Avec Claude Lantier je veux peindre la lutte de l’artiste contre la nature, l’effort de la création dans l’œuvre d’art, effort de sang et de larmes pour donner sa chair, faire de la vie: toujours en bataille avec le vrai, et toujours vaincu, la lutte contre l’ange. En un mot, j’y raconterai ma vie intime de production, ce perpetuel accouchement si douloureux ; mais je grandirai le sujet par le drame, par Claude, qui ne se contente jamais, qui s’exaspère de ne pouvoir accoucher de son génie, et qui se tue à la fin devant son œuvre irréalisée138.

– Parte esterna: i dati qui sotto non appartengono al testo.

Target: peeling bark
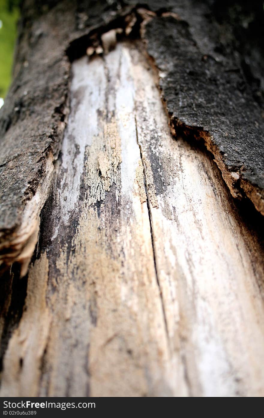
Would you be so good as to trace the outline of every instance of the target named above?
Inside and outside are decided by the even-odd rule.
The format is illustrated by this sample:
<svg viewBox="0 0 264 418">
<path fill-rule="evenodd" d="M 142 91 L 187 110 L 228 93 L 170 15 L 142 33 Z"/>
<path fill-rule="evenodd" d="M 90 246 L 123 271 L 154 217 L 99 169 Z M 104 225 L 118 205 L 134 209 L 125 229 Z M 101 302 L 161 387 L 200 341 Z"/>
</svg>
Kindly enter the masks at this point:
<svg viewBox="0 0 264 418">
<path fill-rule="evenodd" d="M 27 202 L 42 183 L 50 183 L 48 156 L 55 160 L 60 149 L 68 113 L 68 57 L 81 56 L 89 46 L 103 51 L 101 42 L 111 49 L 123 31 L 138 37 L 141 22 L 173 132 L 202 138 L 233 196 L 247 196 L 263 213 L 263 61 L 256 42 L 263 16 L 258 3 L 249 16 L 247 6 L 235 3 L 219 9 L 217 2 L 210 8 L 206 2 L 183 6 L 169 1 L 161 8 L 150 1 L 149 10 L 130 2 L 122 7 L 115 3 L 113 10 L 103 2 L 57 3 L 23 3 L 15 78 L 0 122 L 1 263 L 10 265 L 18 259 L 14 241 L 18 258 L 23 248 L 30 247 L 30 236 L 33 247 L 38 228 L 30 226 L 31 232 L 24 233 L 29 227 L 23 219 Z M 106 46 L 101 36 L 108 30 L 114 36 Z M 44 194 L 34 209 L 37 217 L 45 200 Z"/>
<path fill-rule="evenodd" d="M 260 18 L 217 4 L 24 2 L 2 396 L 263 396 L 263 220 L 194 140 L 262 213 Z"/>
</svg>

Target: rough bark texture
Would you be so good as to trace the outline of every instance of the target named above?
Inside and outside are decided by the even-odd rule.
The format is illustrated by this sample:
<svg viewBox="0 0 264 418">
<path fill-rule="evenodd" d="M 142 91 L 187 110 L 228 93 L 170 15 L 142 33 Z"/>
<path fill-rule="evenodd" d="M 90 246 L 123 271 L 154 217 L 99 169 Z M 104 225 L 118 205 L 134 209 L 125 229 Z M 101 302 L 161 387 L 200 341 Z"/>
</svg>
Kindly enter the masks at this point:
<svg viewBox="0 0 264 418">
<path fill-rule="evenodd" d="M 143 5 L 155 13 L 148 13 L 129 1 L 25 0 L 14 81 L 0 119 L 5 265 L 20 261 L 24 274 L 35 244 L 68 112 L 69 58 L 100 42 L 108 29 L 138 37 L 143 20 L 141 34 L 173 131 L 191 130 L 202 138 L 233 195 L 246 195 L 263 212 L 263 10 L 261 2 L 241 4 L 216 2 L 209 7 L 189 0 L 161 7 L 149 1 Z"/>
<path fill-rule="evenodd" d="M 263 220 L 194 142 L 262 212 L 262 15 L 217 4 L 24 2 L 2 395 L 263 395 Z"/>
</svg>

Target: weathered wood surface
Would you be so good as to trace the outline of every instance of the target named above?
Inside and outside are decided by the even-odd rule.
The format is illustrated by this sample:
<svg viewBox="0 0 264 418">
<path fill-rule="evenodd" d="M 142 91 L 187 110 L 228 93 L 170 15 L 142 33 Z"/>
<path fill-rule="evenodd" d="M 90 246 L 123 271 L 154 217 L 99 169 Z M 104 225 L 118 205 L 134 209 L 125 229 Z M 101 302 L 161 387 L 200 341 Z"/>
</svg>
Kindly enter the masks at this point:
<svg viewBox="0 0 264 418">
<path fill-rule="evenodd" d="M 19 261 L 23 275 L 33 251 L 68 114 L 69 60 L 109 29 L 142 37 L 176 134 L 202 138 L 233 196 L 263 213 L 261 2 L 148 0 L 144 10 L 134 0 L 23 3 L 14 81 L 0 111 L 4 269 Z"/>
<path fill-rule="evenodd" d="M 73 64 L 26 296 L 1 283 L 1 396 L 264 395 L 262 217 L 172 137 L 143 49 Z"/>
</svg>

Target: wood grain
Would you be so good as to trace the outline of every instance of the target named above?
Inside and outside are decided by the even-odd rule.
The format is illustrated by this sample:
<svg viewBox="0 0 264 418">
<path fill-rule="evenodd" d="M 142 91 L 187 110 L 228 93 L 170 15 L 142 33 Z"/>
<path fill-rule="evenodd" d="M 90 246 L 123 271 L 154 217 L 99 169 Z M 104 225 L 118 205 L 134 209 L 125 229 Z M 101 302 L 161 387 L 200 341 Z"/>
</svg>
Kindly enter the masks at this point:
<svg viewBox="0 0 264 418">
<path fill-rule="evenodd" d="M 2 396 L 264 394 L 261 240 L 210 155 L 172 137 L 142 49 L 73 64 Z"/>
</svg>

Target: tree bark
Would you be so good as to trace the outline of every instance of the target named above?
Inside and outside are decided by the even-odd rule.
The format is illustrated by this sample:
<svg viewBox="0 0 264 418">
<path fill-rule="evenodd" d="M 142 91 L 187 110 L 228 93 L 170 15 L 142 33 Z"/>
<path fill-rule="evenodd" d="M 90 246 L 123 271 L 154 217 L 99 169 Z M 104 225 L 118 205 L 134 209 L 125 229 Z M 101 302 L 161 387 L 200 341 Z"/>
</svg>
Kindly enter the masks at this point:
<svg viewBox="0 0 264 418">
<path fill-rule="evenodd" d="M 0 122 L 2 396 L 263 396 L 247 8 L 24 3 Z"/>
</svg>

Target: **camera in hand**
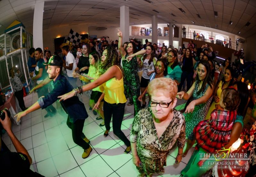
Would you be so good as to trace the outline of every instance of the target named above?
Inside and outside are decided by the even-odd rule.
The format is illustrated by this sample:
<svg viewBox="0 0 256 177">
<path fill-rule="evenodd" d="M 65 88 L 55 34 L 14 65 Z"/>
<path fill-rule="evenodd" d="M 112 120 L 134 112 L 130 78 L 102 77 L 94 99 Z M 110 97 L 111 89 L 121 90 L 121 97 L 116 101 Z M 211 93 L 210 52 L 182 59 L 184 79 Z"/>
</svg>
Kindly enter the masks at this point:
<svg viewBox="0 0 256 177">
<path fill-rule="evenodd" d="M 4 108 L 3 110 L 7 112 L 7 115 L 8 117 L 11 117 L 11 113 L 8 109 Z M 5 118 L 5 114 L 3 111 L 1 111 L 1 112 L 0 112 L 0 118 L 1 118 L 2 120 L 4 120 Z"/>
</svg>

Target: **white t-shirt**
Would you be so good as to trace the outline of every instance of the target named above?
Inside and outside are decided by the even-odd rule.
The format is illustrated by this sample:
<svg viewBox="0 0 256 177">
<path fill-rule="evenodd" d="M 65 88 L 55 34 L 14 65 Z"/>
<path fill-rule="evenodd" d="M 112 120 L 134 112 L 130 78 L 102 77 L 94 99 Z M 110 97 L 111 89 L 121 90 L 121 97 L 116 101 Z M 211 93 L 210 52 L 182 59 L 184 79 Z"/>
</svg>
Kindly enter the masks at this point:
<svg viewBox="0 0 256 177">
<path fill-rule="evenodd" d="M 155 70 L 154 62 L 152 61 L 150 63 L 150 65 L 149 65 L 148 64 L 149 60 L 147 59 L 145 59 L 145 60 L 143 61 L 143 72 L 142 73 L 142 77 L 147 79 L 149 79 L 150 77 L 150 76 L 147 75 L 148 72 Z"/>
<path fill-rule="evenodd" d="M 73 68 L 72 70 L 70 70 L 68 69 L 66 69 L 67 75 L 69 77 L 72 77 L 72 73 L 73 70 L 77 68 L 77 63 L 76 63 L 76 60 L 75 57 L 73 54 L 70 52 L 68 53 L 68 54 L 66 56 L 66 66 L 69 66 L 69 64 L 73 63 Z"/>
</svg>

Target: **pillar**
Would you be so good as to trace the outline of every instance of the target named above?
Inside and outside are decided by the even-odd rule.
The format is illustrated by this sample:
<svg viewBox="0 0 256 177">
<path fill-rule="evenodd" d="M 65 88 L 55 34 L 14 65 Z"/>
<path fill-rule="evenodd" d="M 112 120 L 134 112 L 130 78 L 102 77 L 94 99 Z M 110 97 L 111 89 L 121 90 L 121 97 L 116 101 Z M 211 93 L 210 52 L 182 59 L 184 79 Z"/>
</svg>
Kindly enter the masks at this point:
<svg viewBox="0 0 256 177">
<path fill-rule="evenodd" d="M 152 44 L 157 44 L 157 16 L 152 16 Z"/>
<path fill-rule="evenodd" d="M 182 25 L 180 25 L 179 27 L 179 48 L 181 48 L 182 46 L 182 40 L 183 34 L 182 34 Z"/>
<path fill-rule="evenodd" d="M 173 45 L 173 27 L 172 25 L 172 23 L 169 23 L 169 45 L 171 45 L 172 46 Z"/>
<path fill-rule="evenodd" d="M 44 6 L 44 1 L 36 3 L 33 21 L 33 45 L 35 48 L 40 47 L 43 51 L 43 17 Z"/>
<path fill-rule="evenodd" d="M 130 40 L 129 7 L 127 5 L 120 7 L 120 30 L 123 33 L 123 43 Z"/>
</svg>

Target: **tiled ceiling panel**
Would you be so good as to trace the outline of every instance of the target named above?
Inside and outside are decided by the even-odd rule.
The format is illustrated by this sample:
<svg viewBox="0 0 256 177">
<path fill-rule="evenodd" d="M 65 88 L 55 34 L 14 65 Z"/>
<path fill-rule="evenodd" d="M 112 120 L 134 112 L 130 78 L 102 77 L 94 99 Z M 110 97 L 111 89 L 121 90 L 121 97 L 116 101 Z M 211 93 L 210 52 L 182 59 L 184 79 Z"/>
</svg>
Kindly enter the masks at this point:
<svg viewBox="0 0 256 177">
<path fill-rule="evenodd" d="M 150 23 L 152 15 L 158 17 L 159 22 L 177 21 L 177 24 L 192 24 L 215 28 L 246 37 L 256 32 L 256 0 L 47 0 L 45 2 L 44 29 L 55 26 L 87 24 L 89 26 L 119 27 L 120 7 L 128 6 L 130 21 L 134 24 Z M 33 22 L 36 0 L 0 1 L 0 33 L 14 20 L 23 23 L 26 29 L 33 31 Z M 182 13 L 178 8 L 182 8 Z M 158 13 L 152 10 L 156 10 Z M 214 11 L 218 12 L 214 16 Z M 170 14 L 172 13 L 176 16 Z M 138 14 L 137 16 L 134 14 Z M 199 14 L 201 18 L 197 14 Z M 83 16 L 81 16 L 82 15 Z M 88 16 L 86 16 L 88 15 Z M 111 21 L 106 22 L 106 20 Z M 232 25 L 229 21 L 233 21 Z M 251 23 L 248 27 L 245 25 Z M 101 26 L 102 25 L 102 26 Z"/>
</svg>

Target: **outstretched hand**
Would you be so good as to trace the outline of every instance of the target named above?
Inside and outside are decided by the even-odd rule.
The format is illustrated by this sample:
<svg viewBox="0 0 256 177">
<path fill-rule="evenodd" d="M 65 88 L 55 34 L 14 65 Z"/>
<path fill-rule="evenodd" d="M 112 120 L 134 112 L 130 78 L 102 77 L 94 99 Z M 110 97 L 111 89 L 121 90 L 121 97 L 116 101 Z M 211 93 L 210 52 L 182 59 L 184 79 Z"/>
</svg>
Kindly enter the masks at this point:
<svg viewBox="0 0 256 177">
<path fill-rule="evenodd" d="M 59 96 L 58 97 L 58 98 L 60 99 L 60 100 L 59 100 L 59 101 L 61 101 L 62 100 L 65 101 L 67 99 L 73 97 L 75 95 L 75 91 L 72 90 L 71 92 L 70 92 L 65 94 Z"/>
<path fill-rule="evenodd" d="M 118 36 L 120 37 L 123 37 L 123 33 L 119 29 L 118 29 L 117 30 L 118 30 L 118 32 L 117 33 Z"/>
</svg>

Il fallimento di Claude è attribuito al suo desiderio di totalità, che riflette evidentemente le inquietudini di Zola davanti alla magnificenza del suo progetto letterario. La realizzazione del dipinto La Pointe de la Cité, che non è concepito come un semplice paesaggio, ma come un’immagine che riassume la Parigi che lavora e quella che si diverte, nasconde un altro tormento, quello di un ritorno ad un simbolismo romantico che si scontra con il proposito naturalista e che sarà la causa scatenante della malattia di cui il pittore è vittima, oltre che la conseguenza di una tara ereditaria, elemento imposto dallo schema dei Rougon-Macquart. Sandoz, lo scrittore, non incorre in nessun rischio, ed è proprio quello che Zola stesso si propone. Vi è un altro aspetto dell’attualità pittorica che il romanziere utilizza per accentuare i tratti di alienazione di cui soffre il suo personaggio: il trattamento del colore, inaugurato dagli impressionisti e del quale ci occuperemo più avanti in maniera più approfondita, è stato interpretato come une ˝maladie de la vision˝, stesso problema di cui soffre Coriolis, personaggio dell’opera dei Goncourt: la follia sembra, allora, essere esclusivamente ottica.